Introduction
Technological inventions and innovations have impacted virtually every aspect of human engagement, especially through the internet and related applications like search engines. Google and Yahoo! are the two most dominant search engines used in the United States.
According to research conducted by Thompson Financial to find out the most preferred search engine, the results reveal that Google is the world’s leading web-based search engine beating its closest rival, Yahoo! by a considerable margin (2009). Google was started in the year 1996 initially as a project by two Stanford students, Larry Page and his colleague Sergy Brin, (Dr.) (Miller, 2007).
After a rigorous process of research, Page and Larry managed to register the domain google.com in 1997 and about a year later, they incorporated Google Inc. as their company in California. Their primary motivation was to fight against models of advertising-based search engines.

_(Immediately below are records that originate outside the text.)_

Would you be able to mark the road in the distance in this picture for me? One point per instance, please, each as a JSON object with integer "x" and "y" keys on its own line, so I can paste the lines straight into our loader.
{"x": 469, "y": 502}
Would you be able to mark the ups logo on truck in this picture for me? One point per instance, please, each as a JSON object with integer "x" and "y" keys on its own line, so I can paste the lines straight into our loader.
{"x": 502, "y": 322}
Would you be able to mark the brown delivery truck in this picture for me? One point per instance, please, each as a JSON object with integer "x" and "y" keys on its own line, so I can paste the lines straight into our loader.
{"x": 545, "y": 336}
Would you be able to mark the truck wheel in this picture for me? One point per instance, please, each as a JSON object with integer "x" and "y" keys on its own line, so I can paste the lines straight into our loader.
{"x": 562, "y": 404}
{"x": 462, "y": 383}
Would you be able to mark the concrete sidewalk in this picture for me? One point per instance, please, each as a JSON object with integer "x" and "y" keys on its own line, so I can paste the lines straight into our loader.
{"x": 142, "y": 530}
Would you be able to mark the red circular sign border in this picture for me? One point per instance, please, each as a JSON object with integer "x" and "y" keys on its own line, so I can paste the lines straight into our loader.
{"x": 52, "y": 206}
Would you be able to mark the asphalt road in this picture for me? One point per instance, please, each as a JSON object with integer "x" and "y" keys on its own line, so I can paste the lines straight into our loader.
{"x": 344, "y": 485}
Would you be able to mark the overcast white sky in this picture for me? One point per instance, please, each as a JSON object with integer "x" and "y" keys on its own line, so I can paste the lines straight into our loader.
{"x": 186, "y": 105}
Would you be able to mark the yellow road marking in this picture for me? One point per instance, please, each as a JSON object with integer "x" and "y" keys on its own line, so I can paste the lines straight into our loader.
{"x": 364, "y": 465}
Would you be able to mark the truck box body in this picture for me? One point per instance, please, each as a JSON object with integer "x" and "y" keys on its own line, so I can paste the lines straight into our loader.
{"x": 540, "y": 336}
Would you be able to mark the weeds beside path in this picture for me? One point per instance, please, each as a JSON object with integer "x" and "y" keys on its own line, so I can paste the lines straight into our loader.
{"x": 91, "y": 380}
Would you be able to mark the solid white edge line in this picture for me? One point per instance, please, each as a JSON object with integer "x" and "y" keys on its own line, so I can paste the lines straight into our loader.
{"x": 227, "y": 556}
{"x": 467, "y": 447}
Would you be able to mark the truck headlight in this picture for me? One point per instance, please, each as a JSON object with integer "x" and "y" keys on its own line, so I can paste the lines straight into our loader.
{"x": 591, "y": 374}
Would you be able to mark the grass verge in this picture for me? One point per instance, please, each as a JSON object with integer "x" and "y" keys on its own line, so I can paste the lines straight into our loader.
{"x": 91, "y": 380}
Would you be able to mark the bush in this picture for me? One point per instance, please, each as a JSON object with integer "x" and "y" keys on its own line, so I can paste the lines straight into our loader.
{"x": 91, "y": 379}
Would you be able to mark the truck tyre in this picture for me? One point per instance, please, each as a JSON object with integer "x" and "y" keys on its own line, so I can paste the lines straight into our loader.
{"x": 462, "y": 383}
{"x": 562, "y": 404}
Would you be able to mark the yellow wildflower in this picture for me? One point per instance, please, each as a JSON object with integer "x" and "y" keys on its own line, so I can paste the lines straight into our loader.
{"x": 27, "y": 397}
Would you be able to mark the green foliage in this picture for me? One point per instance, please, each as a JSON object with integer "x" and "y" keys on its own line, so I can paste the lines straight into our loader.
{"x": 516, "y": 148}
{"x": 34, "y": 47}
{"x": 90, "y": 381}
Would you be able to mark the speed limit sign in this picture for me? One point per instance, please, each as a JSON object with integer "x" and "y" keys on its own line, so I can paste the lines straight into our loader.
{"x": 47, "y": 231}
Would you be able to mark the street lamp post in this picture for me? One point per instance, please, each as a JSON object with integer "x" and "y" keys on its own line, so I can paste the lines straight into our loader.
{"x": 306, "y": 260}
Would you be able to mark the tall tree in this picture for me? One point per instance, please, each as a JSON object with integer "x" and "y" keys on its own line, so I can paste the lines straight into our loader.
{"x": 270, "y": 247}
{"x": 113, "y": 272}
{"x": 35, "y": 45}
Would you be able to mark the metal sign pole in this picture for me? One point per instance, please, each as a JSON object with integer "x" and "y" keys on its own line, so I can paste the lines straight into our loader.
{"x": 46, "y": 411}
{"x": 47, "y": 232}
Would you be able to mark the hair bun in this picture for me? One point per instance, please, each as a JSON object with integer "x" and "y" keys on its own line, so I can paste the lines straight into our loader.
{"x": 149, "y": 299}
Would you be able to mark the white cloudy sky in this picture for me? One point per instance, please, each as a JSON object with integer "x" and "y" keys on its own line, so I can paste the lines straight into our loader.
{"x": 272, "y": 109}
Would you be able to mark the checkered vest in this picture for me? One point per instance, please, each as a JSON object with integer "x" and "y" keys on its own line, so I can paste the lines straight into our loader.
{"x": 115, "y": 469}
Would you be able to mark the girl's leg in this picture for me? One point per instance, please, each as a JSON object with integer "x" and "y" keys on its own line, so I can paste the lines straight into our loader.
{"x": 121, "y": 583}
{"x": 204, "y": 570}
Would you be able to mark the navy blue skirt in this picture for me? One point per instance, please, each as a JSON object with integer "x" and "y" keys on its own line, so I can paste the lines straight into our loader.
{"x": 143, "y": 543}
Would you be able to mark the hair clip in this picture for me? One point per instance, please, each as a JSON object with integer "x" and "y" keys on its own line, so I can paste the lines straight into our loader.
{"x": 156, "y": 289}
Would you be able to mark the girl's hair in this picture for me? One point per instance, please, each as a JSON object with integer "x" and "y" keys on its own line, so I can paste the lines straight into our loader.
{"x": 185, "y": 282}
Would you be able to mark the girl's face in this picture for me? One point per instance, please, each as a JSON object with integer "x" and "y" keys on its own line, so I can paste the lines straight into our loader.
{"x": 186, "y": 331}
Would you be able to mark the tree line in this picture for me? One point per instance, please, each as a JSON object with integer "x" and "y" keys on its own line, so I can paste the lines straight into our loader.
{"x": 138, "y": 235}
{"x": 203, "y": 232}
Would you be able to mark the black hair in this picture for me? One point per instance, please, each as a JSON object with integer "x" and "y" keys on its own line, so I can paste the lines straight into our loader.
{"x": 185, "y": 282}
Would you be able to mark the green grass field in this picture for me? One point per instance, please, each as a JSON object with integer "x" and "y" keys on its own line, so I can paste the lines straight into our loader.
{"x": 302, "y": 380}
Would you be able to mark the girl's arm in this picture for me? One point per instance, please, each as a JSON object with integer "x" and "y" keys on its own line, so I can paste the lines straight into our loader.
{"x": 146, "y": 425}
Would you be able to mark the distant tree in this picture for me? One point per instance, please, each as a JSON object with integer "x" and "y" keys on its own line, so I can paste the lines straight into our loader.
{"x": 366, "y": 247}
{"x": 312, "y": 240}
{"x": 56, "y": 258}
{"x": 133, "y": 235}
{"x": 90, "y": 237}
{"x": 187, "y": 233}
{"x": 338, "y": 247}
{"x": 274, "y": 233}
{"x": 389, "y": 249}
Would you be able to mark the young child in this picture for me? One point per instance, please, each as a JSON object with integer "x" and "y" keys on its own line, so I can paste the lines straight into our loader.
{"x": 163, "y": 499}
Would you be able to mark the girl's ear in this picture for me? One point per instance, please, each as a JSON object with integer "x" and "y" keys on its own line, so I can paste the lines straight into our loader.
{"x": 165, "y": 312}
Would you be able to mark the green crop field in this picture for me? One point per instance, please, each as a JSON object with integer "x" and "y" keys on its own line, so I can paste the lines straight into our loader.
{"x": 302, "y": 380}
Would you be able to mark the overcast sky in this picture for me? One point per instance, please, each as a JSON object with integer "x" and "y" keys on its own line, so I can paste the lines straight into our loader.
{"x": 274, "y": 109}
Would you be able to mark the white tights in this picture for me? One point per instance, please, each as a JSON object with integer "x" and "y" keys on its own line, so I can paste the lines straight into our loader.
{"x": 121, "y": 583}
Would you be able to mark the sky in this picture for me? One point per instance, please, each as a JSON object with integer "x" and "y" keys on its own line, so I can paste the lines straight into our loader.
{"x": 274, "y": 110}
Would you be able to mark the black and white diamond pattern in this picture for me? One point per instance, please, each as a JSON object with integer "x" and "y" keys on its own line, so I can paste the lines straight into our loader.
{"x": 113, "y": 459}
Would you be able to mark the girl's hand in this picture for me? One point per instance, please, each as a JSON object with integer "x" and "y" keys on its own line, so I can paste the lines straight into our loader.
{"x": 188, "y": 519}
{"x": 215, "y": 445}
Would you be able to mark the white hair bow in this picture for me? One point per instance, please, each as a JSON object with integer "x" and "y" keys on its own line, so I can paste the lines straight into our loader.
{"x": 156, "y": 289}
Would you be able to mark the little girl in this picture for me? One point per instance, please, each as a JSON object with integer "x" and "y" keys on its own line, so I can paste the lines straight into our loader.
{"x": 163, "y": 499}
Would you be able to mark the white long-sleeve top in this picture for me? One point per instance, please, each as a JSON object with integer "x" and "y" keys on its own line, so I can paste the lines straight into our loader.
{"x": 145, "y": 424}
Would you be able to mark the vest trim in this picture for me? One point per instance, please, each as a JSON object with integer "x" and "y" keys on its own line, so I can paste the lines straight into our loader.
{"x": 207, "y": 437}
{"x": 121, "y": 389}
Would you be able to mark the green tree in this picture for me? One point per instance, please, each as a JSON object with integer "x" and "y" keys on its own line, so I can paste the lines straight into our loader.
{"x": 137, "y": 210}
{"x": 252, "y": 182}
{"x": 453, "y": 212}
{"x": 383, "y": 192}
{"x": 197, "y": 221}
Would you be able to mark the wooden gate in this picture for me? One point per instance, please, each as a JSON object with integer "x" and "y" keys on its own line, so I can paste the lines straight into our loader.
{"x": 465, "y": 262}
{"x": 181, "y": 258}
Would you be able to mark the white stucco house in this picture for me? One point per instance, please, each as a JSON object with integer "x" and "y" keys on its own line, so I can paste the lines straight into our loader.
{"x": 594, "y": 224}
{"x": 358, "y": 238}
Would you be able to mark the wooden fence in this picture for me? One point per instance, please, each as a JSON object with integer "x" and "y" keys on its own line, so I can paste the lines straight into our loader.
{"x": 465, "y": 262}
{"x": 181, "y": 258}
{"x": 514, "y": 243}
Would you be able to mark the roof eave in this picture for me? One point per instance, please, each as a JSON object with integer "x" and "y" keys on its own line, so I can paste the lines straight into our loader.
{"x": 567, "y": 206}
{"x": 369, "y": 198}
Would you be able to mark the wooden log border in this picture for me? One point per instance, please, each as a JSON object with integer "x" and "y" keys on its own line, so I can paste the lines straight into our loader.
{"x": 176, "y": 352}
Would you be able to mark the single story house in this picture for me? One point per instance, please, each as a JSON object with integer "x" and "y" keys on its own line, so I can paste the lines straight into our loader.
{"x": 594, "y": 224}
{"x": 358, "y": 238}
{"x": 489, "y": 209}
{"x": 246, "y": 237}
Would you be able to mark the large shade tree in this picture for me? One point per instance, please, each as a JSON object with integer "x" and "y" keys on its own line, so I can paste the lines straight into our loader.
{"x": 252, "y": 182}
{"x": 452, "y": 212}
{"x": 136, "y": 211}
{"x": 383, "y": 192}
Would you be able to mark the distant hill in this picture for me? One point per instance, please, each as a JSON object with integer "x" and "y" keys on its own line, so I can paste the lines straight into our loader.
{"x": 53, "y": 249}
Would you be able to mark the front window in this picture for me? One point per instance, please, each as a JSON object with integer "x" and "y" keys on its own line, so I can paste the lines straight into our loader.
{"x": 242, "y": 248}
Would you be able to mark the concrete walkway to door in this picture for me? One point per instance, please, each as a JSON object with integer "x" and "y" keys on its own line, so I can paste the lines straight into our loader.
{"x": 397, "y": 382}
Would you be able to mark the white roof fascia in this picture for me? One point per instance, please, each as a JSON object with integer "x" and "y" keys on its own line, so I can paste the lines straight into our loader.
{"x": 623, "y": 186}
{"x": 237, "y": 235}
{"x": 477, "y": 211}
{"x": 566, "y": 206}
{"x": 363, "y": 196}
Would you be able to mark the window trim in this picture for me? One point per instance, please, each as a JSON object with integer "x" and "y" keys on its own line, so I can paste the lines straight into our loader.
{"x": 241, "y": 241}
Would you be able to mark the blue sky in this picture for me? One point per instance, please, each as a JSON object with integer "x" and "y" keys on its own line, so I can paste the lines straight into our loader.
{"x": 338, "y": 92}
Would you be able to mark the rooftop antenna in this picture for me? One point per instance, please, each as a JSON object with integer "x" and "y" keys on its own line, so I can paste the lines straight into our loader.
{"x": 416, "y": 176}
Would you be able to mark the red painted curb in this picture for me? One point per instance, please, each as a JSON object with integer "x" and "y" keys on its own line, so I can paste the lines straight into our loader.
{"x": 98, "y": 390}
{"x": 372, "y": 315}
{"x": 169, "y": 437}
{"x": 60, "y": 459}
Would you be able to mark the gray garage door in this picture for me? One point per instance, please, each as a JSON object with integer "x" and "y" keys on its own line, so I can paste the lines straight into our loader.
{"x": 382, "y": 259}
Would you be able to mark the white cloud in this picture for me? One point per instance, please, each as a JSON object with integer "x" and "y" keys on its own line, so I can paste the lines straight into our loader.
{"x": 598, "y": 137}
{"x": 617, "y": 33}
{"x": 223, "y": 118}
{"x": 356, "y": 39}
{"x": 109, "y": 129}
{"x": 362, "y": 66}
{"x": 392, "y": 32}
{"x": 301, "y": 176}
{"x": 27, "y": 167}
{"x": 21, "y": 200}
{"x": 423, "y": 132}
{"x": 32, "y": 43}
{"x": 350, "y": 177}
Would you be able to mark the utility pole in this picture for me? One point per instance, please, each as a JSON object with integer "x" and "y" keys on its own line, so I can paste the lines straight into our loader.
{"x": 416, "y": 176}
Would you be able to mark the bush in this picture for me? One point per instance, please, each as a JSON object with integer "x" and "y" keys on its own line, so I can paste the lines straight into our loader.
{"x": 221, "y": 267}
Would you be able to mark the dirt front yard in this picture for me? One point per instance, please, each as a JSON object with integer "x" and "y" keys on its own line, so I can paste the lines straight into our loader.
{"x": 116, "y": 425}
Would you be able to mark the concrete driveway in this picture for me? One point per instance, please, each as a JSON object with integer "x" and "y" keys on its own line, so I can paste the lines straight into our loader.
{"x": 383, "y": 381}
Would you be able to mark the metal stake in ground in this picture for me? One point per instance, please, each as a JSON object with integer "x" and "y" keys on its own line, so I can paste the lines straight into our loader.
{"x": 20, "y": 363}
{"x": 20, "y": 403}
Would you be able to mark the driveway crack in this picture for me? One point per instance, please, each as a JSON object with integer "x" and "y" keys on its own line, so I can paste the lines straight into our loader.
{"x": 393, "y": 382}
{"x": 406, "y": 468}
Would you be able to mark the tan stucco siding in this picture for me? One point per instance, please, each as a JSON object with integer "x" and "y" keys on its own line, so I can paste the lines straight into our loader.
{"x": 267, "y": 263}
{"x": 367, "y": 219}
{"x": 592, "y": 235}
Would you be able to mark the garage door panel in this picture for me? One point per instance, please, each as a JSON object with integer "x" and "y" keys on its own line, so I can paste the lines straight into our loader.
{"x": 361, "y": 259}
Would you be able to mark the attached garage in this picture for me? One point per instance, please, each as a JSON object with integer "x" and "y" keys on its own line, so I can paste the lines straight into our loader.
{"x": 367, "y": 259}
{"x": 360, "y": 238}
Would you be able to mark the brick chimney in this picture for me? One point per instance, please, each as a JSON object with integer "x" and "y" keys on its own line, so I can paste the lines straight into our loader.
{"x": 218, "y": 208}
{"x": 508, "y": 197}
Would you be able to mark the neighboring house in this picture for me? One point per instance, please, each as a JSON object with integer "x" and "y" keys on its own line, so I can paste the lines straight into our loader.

By 1999, the company showed tremendous growth as it moved out to occupy bigger offices. At the dawn of the 21st century, the Google search engine grew in popularity since people admired its simplicity and speed. In this research paper, we shall explore how Google stock has performed since its Initial Public Offer (IPO) in 2004. The paper will then conclude that people should have confidence in purchasing Google shares.
Initial Public Offer (IPO)
After Google attained financial stability as a company in October 2003, it started contemplating selling its shares to the public. At the beginning of 2004, Google hired Morgan Stanley and Goldman Sachs Group to underwrite the forthcoming IPO which had already been anticipated to raise a total of $4 billion. When filling the SEC as required by law in 2004, it was found that Google had made hundreds of dollars in profit each year from 2001 through 2003.
It was in May 2004, according to research, that Goldman Sachs was removed by Google from the IPO and was replaced by another underwriter, Credit Suisse First Boston (Newsweek, 2004). The approach they chose for the IPO was unconventional since it was going to be through an auction. This was contrary to the convention where underwriters from Wall Street would determine the price of a given stock offering.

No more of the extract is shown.